Teulada, Capo Frasca, Salto di Quirra, per molti saranno dei luoghi come tanti altri, ma per altri evocano le cicatrici di una guerra che dura da decenni. 

La Sardegna è oggi l’area più militarizzata d’Italia con oltre il 60% del demanio militare nazionale si trova sull’isola, la regione ospita poligoni e basi tra i più estesi e operativi d’Europa. Ogni anno si sparano centinaia di migliaia tra proiettili e missili, spesso nell’ambito di esercitazioni congiunte con forze NATO.

I poligoni militari coprono decine di migliaia di ettari, il solo quello di Quirra si estende per oltre 134 km², mentre Capo Teulada, comprende circa 7.200 ettari tra terra e mare.

Questo, oltre a intaccare le bellezze naturali dell’isola, crea non pochi disagi ad attività come agricoltura, pesca e pastorizia, che rappresentano un’importante fetta dell’economia sarda.

Le indagini guidate dal magistrato Domenico Fiordalisi hanno portato alla luce la possibile correlazione tra le attività dei poligoni e l’insorgere di tumori, leucemie e malformazioni genetiche.

A preoccupare è la presenza di torio radioattivo nei missili usati durante le esercitazioni. Sebbene molte delle inchieste giudiziarie si siano concluse con un niente di fatto il sospetto rimane, soprattutto tra gli abitanti delle zone limitrofe che denunciano da anni le conseguenze sanitarie dell’esposizione delle sostanze provenienti dalle attività militari.

Ma le istituzioni vanno avanti, e la Sardegna non è da meno, la società civile sarda ha alzato la voce con forza, nel giugno 2023 circa 1.000 manifestanti si radunarono a Cagliari per dire “No” alle esercitazioni NATO, reclamando la smilitarizzazione dell’isola.
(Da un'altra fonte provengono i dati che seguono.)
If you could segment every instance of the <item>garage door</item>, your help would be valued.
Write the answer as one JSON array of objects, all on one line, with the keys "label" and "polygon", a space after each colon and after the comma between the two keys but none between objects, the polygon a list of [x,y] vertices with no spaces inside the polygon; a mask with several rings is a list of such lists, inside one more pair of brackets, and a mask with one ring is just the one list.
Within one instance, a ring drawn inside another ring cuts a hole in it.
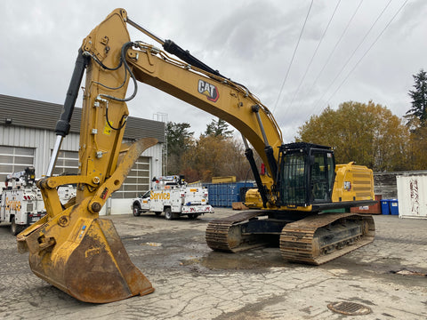
[{"label": "garage door", "polygon": [[6,176],[34,166],[34,148],[0,146],[0,181]]},{"label": "garage door", "polygon": [[149,157],[140,156],[125,180],[120,189],[116,191],[112,198],[134,198],[149,189]]}]

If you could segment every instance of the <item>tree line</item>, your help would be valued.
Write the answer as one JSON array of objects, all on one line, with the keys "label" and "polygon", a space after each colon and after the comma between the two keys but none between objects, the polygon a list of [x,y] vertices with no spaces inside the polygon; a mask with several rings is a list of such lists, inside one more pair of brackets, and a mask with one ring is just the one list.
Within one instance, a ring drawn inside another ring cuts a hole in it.
[{"label": "tree line", "polygon": [[[354,161],[374,172],[427,169],[427,73],[414,77],[411,106],[403,117],[387,107],[346,101],[327,107],[299,127],[295,141],[334,148],[337,164]],[[213,119],[197,139],[187,123],[166,124],[167,173],[188,181],[210,181],[214,176],[252,179],[240,140],[222,119]]]}]

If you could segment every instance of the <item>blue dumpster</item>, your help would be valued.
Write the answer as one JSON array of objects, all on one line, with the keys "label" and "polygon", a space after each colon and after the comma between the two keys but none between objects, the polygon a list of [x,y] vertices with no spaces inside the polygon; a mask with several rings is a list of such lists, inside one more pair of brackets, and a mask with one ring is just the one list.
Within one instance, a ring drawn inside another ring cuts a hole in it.
[{"label": "blue dumpster", "polygon": [[398,199],[389,200],[390,203],[390,214],[399,215],[399,202]]},{"label": "blue dumpster", "polygon": [[390,214],[389,200],[387,199],[381,200],[381,212],[383,214]]}]

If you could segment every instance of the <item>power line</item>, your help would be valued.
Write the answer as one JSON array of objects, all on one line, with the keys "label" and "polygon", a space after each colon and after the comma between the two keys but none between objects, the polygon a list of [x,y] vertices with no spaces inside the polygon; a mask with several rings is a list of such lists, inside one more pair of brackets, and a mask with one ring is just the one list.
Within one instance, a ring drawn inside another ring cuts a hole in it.
[{"label": "power line", "polygon": [[390,0],[389,3],[384,6],[384,8],[383,9],[383,11],[380,12],[380,14],[378,15],[378,17],[376,17],[375,20],[374,21],[374,23],[371,25],[371,28],[369,28],[369,29],[367,30],[367,32],[365,34],[362,41],[360,41],[358,44],[358,46],[356,47],[356,49],[354,49],[353,52],[350,54],[350,56],[349,57],[349,59],[347,60],[347,61],[344,63],[344,65],[342,66],[342,68],[341,68],[341,70],[336,74],[335,77],[334,78],[334,80],[331,82],[331,84],[328,85],[327,89],[325,90],[324,93],[322,94],[322,96],[316,101],[316,103],[314,104],[314,108],[313,108],[313,112],[317,109],[317,107],[318,105],[318,103],[322,100],[322,99],[325,97],[325,95],[326,94],[326,92],[329,91],[329,89],[332,87],[332,85],[335,83],[336,79],[338,78],[339,76],[341,76],[341,74],[342,73],[342,71],[344,70],[345,67],[347,67],[347,65],[349,64],[350,60],[351,60],[351,58],[353,58],[354,54],[356,53],[356,52],[359,50],[359,48],[360,47],[360,45],[362,45],[362,44],[365,42],[365,40],[367,39],[367,36],[369,36],[369,34],[371,33],[371,31],[373,30],[374,27],[376,25],[376,23],[378,22],[378,20],[380,20],[380,18],[383,16],[383,14],[384,13],[385,10],[389,7],[390,4],[391,3],[392,0]]},{"label": "power line", "polygon": [[[349,20],[349,22],[347,22],[347,25],[345,26],[342,33],[341,34],[341,36],[340,38],[338,39],[338,41],[336,42],[335,45],[334,46],[334,49],[332,50],[332,52],[329,53],[329,56],[327,57],[325,64],[323,65],[321,70],[318,72],[318,76],[316,76],[316,78],[314,79],[313,81],[313,84],[311,84],[311,86],[310,87],[310,91],[309,91],[309,93],[307,93],[307,97],[310,97],[310,95],[311,94],[311,92],[313,91],[314,87],[316,86],[316,84],[318,83],[318,79],[320,78],[320,76],[322,75],[323,71],[325,70],[325,68],[326,68],[327,64],[329,63],[333,54],[335,52],[335,50],[336,48],[338,47],[338,44],[341,43],[341,40],[342,40],[342,38],[344,37],[344,35],[345,33],[347,32],[350,25],[351,24],[354,17],[356,16],[356,13],[358,12],[359,9],[360,8],[360,5],[362,4],[364,0],[360,0],[360,2],[359,3],[359,5],[356,7],[356,10],[354,11],[353,14],[351,15],[351,17],[350,18]],[[311,110],[311,113],[313,113],[314,111],[314,105],[313,105],[313,109]]]},{"label": "power line", "polygon": [[378,35],[378,36],[375,38],[375,40],[372,43],[372,44],[369,46],[369,48],[367,48],[367,50],[365,52],[365,53],[362,55],[362,57],[359,60],[359,61],[356,63],[356,65],[351,68],[351,70],[350,70],[350,72],[347,74],[347,76],[345,76],[345,78],[342,80],[342,82],[340,84],[340,85],[338,86],[338,88],[336,88],[336,90],[334,92],[334,93],[329,97],[329,99],[327,100],[326,101],[326,104],[329,103],[329,100],[335,95],[335,93],[338,92],[338,90],[340,90],[340,88],[342,86],[342,84],[345,83],[345,81],[347,81],[348,77],[350,76],[350,75],[354,71],[354,69],[356,69],[356,68],[359,66],[359,64],[360,63],[360,61],[363,60],[363,58],[365,58],[365,56],[367,54],[367,52],[369,52],[369,51],[372,49],[372,47],[376,44],[376,42],[378,41],[378,39],[381,37],[381,36],[383,36],[383,34],[384,33],[385,29],[391,24],[391,22],[394,20],[394,18],[396,18],[396,16],[399,14],[399,12],[400,12],[400,10],[402,10],[402,8],[405,6],[405,4],[407,4],[407,0],[406,0],[403,4],[399,8],[399,10],[396,12],[396,13],[393,15],[393,17],[390,20],[390,21],[387,23],[387,25],[384,27],[384,28],[383,29],[383,31],[380,32],[380,34]]},{"label": "power line", "polygon": [[335,9],[334,10],[334,12],[332,13],[332,16],[329,19],[329,21],[327,22],[326,28],[323,31],[322,36],[320,37],[320,41],[318,42],[318,46],[314,50],[313,55],[311,56],[311,59],[309,62],[309,65],[307,66],[307,68],[305,69],[304,75],[302,76],[302,78],[301,79],[300,84],[298,84],[298,87],[295,90],[295,93],[294,94],[294,97],[292,98],[291,103],[289,103],[289,106],[287,107],[288,108],[290,108],[292,107],[292,104],[294,103],[294,100],[295,100],[295,97],[300,91],[301,85],[302,84],[302,82],[304,81],[305,76],[307,76],[307,73],[309,72],[310,67],[311,67],[311,63],[313,62],[314,57],[316,56],[316,53],[318,52],[318,50],[320,47],[320,44],[322,44],[322,41],[325,37],[325,35],[326,34],[326,31],[329,28],[329,26],[332,22],[332,20],[334,19],[334,16],[336,12],[336,10],[338,9],[338,6],[340,5],[340,3],[341,3],[341,0],[338,0],[338,2],[336,3],[336,5],[335,5]]},{"label": "power line", "polygon": [[294,53],[292,54],[292,59],[291,62],[289,63],[289,66],[287,67],[286,70],[286,75],[285,76],[285,79],[283,80],[282,86],[280,87],[280,91],[278,92],[278,100],[276,100],[276,103],[273,108],[273,112],[276,109],[276,107],[278,106],[278,100],[280,100],[280,95],[282,94],[283,88],[285,86],[285,83],[286,82],[287,76],[289,75],[289,70],[291,69],[292,63],[294,61],[294,58],[295,57],[296,50],[298,49],[298,45],[300,45],[300,40],[301,37],[302,36],[302,32],[304,31],[305,25],[307,23],[307,20],[309,19],[309,14],[311,10],[311,6],[313,5],[314,0],[311,0],[311,3],[310,4],[309,11],[307,12],[307,16],[305,17],[304,24],[302,25],[302,28],[301,29],[300,36],[298,37],[298,42],[296,43],[295,49],[294,50]]}]

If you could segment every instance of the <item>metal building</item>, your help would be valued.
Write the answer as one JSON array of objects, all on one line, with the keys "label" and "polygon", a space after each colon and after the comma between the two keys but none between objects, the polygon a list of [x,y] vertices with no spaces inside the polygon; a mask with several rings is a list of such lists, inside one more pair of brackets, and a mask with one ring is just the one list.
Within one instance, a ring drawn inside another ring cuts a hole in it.
[{"label": "metal building", "polygon": [[[36,178],[45,173],[55,142],[55,125],[62,106],[54,103],[0,94],[0,183],[12,172],[28,165],[36,169]],[[53,174],[77,173],[79,130],[82,109],[76,108],[70,133],[64,139]],[[150,177],[162,174],[162,144],[165,124],[128,117],[124,141],[152,137],[158,143],[144,151],[136,161],[122,188],[114,193],[107,214],[130,213],[130,200],[149,189]]]}]

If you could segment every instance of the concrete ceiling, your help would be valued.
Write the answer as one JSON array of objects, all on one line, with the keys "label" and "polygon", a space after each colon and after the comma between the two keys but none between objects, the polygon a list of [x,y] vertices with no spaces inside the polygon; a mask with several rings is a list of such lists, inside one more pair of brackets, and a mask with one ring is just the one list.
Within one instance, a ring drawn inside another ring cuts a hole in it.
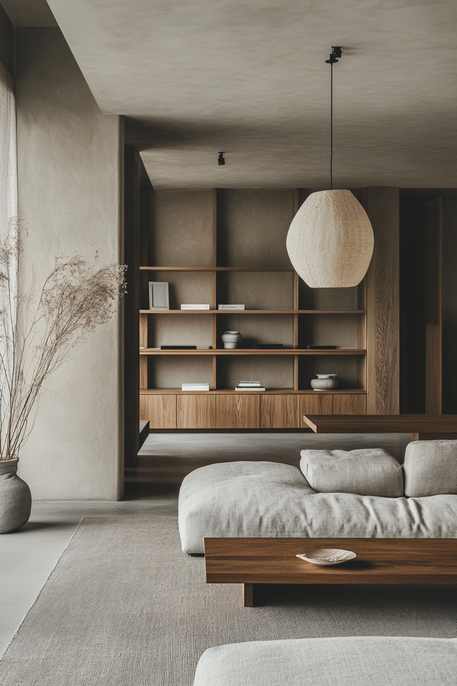
[{"label": "concrete ceiling", "polygon": [[332,45],[336,186],[457,186],[456,0],[49,4],[156,189],[327,187]]}]

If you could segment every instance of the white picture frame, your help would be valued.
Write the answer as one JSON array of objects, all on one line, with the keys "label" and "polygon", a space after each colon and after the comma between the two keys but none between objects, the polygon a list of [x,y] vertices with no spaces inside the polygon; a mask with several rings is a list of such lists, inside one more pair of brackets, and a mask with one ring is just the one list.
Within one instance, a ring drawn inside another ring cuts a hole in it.
[{"label": "white picture frame", "polygon": [[168,281],[149,281],[149,309],[169,309]]}]

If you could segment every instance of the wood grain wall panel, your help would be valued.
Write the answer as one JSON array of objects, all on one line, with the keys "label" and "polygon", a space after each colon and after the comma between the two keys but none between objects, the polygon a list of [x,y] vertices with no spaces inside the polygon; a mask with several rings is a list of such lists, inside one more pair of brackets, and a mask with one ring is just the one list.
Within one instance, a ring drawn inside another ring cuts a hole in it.
[{"label": "wood grain wall panel", "polygon": [[367,412],[399,412],[399,189],[371,187],[367,213],[375,237],[367,274]]},{"label": "wood grain wall panel", "polygon": [[[310,412],[310,414],[311,413]],[[334,395],[333,414],[366,414],[367,396],[356,393],[347,393],[344,395]]]},{"label": "wood grain wall panel", "polygon": [[260,396],[260,429],[296,429],[299,423],[299,396]]},{"label": "wood grain wall panel", "polygon": [[215,395],[177,395],[177,429],[215,429]]},{"label": "wood grain wall panel", "polygon": [[301,395],[300,397],[300,424],[306,425],[303,421],[304,414],[333,414],[333,394],[330,393],[316,395]]},{"label": "wood grain wall panel", "polygon": [[140,394],[140,419],[149,420],[150,429],[175,429],[176,396]]},{"label": "wood grain wall panel", "polygon": [[425,203],[425,414],[441,414],[443,200]]},{"label": "wood grain wall panel", "polygon": [[140,388],[147,388],[147,357],[140,355]]},{"label": "wood grain wall panel", "polygon": [[457,199],[443,199],[441,412],[457,414]]},{"label": "wood grain wall panel", "polygon": [[258,395],[218,395],[217,429],[259,429],[260,398]]},{"label": "wood grain wall panel", "polygon": [[127,145],[124,157],[124,462],[132,466],[140,449],[140,167]]}]

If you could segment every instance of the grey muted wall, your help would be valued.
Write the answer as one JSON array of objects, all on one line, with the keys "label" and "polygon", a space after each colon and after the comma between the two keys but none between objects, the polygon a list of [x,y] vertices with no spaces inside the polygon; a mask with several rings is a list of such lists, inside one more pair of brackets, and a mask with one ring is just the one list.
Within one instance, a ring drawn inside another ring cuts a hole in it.
[{"label": "grey muted wall", "polygon": [[[103,116],[58,28],[16,32],[23,276],[56,255],[122,261],[123,134]],[[116,499],[123,490],[122,311],[46,382],[20,474],[36,499]]]}]

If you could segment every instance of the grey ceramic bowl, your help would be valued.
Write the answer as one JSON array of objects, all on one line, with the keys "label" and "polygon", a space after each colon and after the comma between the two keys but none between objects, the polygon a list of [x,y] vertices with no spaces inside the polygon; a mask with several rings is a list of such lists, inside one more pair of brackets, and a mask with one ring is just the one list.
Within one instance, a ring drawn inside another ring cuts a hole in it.
[{"label": "grey ceramic bowl", "polygon": [[320,377],[318,379],[311,379],[311,386],[314,390],[332,390],[338,386],[338,379],[334,376],[329,376],[326,378]]}]

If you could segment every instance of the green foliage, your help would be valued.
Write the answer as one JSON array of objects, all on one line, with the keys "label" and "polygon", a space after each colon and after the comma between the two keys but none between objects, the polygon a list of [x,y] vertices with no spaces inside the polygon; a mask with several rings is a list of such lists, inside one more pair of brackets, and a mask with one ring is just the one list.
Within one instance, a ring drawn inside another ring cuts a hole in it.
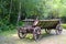
[{"label": "green foliage", "polygon": [[66,24],[62,24],[63,29],[66,29]]},{"label": "green foliage", "polygon": [[[0,31],[15,28],[19,11],[21,20],[37,16],[43,20],[62,18],[63,22],[66,22],[66,0],[0,0]],[[19,25],[22,24],[23,22],[19,21]]]}]

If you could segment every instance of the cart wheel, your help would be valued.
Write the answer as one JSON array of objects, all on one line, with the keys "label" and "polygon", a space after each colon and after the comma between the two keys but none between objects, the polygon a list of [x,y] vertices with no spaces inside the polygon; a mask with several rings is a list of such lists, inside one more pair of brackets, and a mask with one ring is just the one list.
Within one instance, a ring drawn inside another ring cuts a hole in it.
[{"label": "cart wheel", "polygon": [[40,35],[41,35],[41,29],[35,28],[34,32],[33,32],[33,38],[36,41],[36,40],[38,40]]},{"label": "cart wheel", "polygon": [[50,34],[50,33],[51,33],[51,30],[45,29],[45,32],[46,32],[47,34]]},{"label": "cart wheel", "polygon": [[26,33],[21,32],[21,30],[18,31],[18,35],[20,38],[23,38],[26,36]]},{"label": "cart wheel", "polygon": [[63,28],[58,24],[58,25],[56,26],[56,34],[61,34],[62,31],[63,31]]}]

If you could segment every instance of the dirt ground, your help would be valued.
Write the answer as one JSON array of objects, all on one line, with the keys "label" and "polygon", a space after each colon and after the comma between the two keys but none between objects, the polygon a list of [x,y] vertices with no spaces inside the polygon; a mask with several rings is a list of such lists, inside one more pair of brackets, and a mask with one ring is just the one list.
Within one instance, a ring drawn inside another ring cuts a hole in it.
[{"label": "dirt ground", "polygon": [[9,37],[0,36],[0,44],[66,44],[66,30],[63,30],[61,35],[55,35],[54,32],[52,33],[43,34],[41,40],[36,42],[32,38],[20,40],[18,34],[12,34]]}]

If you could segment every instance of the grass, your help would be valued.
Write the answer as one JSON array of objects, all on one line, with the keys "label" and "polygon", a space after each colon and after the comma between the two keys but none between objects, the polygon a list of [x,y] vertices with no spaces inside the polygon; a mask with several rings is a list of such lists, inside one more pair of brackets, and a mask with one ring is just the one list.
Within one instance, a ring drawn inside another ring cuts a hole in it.
[{"label": "grass", "polygon": [[62,24],[63,29],[66,29],[66,24]]}]

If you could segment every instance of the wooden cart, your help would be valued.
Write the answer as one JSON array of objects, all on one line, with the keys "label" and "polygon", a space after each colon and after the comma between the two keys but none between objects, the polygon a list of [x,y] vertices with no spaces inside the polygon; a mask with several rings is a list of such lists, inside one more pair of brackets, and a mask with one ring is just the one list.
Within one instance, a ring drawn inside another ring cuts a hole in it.
[{"label": "wooden cart", "polygon": [[44,29],[46,33],[51,33],[51,30],[55,30],[56,34],[62,33],[61,20],[23,20],[24,26],[20,26],[18,35],[20,38],[25,37],[28,33],[32,33],[34,40],[37,40],[41,35],[41,30]]}]

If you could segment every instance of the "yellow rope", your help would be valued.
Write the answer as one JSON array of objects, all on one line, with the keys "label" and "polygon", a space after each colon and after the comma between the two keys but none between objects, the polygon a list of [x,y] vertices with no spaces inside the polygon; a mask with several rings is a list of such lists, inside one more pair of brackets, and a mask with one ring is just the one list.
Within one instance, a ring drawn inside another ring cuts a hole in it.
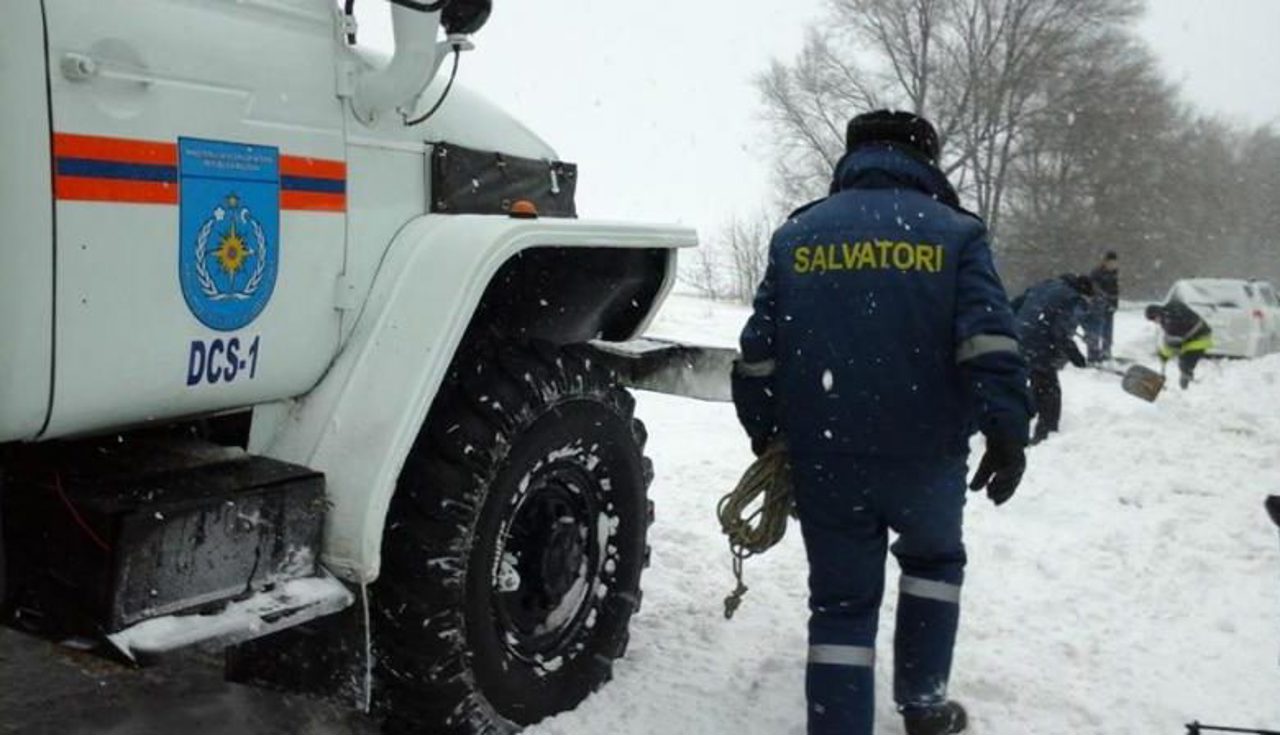
[{"label": "yellow rope", "polygon": [[769,444],[742,472],[733,492],[721,498],[716,515],[719,517],[721,531],[728,537],[730,553],[733,554],[737,586],[724,598],[724,617],[732,618],[748,589],[742,584],[742,561],[773,548],[787,533],[791,466],[786,444]]}]

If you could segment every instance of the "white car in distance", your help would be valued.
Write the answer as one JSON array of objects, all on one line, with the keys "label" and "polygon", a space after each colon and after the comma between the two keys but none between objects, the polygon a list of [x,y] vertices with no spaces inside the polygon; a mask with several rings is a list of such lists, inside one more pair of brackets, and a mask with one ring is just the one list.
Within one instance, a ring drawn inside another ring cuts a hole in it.
[{"label": "white car in distance", "polygon": [[1213,329],[1210,355],[1260,357],[1280,352],[1280,300],[1271,283],[1187,278],[1169,289],[1165,302],[1170,301],[1190,306]]}]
Una mobilitazione costante che attraversa le generazioni, dalla storica Rivolta di Pratobello del 1969 fino alle recenti iniziative del comitato “A Foras”.

Nel giugno 2024 il Consiglio Regionale della Sardegna ha approvato una mozione che chiede la progressiva disattivazione delle basi, la bonifica dei territori contaminati e un piano di riconversione civile. La risposta del governo, però, è stata netta, i poligoni “non si toccano”, considerati asset strategici in un contesto geopolitico internazionale instabile.